La determinación tomada por la Sala de Revisión de la Justicia Especial para la Paz de suspender la extradición de Santrich constituye un grosero desafío en nuestros tiempos. No parece concebible que en pleno siglo 21 los jueces terminen dictándose sus propias normas y tomando decisiones con base en los protocolos y códigos de procedimiento hechos a su medida.

En busca de respuestas y, creyendo estar equivocado, inmediatamente se conoció que un puñado de estos magistrados había tomado semejante determinación, recurrí al texto del acto legislativo que creó la JEP, me remití a la ley estatutaria que regirá la materia e incluso me contacté con los ponentes de ambas cosas y del actual código de procedimiento que apenas se está discutiendo en el parlamento para que me aclararan, como ciudadano, la situación.
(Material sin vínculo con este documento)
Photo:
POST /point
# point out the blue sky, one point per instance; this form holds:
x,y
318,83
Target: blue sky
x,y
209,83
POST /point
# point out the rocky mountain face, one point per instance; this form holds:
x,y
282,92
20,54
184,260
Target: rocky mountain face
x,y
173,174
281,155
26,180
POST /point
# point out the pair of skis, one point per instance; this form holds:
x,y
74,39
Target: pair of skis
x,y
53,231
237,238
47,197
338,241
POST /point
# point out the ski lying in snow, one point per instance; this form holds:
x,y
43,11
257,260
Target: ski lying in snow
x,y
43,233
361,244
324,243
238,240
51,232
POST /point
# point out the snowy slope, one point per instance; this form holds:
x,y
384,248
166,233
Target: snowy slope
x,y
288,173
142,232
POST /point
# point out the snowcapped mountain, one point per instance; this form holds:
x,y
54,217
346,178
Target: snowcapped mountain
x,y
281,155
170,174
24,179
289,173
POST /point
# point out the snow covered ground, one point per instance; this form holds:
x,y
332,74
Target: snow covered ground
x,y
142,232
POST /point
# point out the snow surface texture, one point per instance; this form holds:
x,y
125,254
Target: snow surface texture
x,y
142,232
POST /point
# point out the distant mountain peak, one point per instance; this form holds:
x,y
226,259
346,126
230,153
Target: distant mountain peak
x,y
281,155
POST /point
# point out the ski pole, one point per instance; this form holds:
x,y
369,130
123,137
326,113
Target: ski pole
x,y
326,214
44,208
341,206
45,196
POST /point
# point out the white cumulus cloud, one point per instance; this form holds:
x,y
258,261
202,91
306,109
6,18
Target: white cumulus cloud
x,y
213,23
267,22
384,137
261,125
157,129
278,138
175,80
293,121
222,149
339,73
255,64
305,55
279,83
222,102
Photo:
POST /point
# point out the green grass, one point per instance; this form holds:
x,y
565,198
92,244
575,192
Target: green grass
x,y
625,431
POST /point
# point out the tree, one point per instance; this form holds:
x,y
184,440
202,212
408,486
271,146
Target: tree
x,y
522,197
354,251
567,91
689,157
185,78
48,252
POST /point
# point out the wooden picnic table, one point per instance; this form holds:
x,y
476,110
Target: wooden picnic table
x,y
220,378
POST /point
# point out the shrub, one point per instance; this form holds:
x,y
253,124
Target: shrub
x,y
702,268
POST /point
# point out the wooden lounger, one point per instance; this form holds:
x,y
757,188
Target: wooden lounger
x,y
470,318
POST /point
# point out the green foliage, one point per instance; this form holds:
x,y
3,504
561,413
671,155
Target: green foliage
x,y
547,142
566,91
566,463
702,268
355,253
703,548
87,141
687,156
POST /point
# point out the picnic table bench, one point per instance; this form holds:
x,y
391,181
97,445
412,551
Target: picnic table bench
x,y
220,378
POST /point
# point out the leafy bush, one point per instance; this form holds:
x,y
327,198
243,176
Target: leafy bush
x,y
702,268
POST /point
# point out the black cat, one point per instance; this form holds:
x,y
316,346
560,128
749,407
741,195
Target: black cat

Por ningún lado encontré la facultad para los magistrados de la JEP de darse sus propios códigos y, antes bien, supe que cuando algunos magistrados intentaron incluir la posibilidad de dictarse sus protocolos, el Congreso expresamente eliminó este artículo por lo inconveniente que resultaría.

Por eso –¡y por fortuna!– no pasaron muchas horas sin que la institucionalidad que todavía nos queda, reaccionara. Lo hizo el fiscal, lo hicieron los ministros del interior y de justicia, lo hizo el propio director de la Unidad de Investigación de la JEP y lo hará el procurador general, sin duda.

Al final, lo que está de por medio es el orden constitucional de una nación que se aferra a que la división clásica de los poderes públicos se mantenga y que no existan ‘supra-instituciones’ que hagan lo que les de la gana sin que nadie pueda controlarlas y exigirles cuentas.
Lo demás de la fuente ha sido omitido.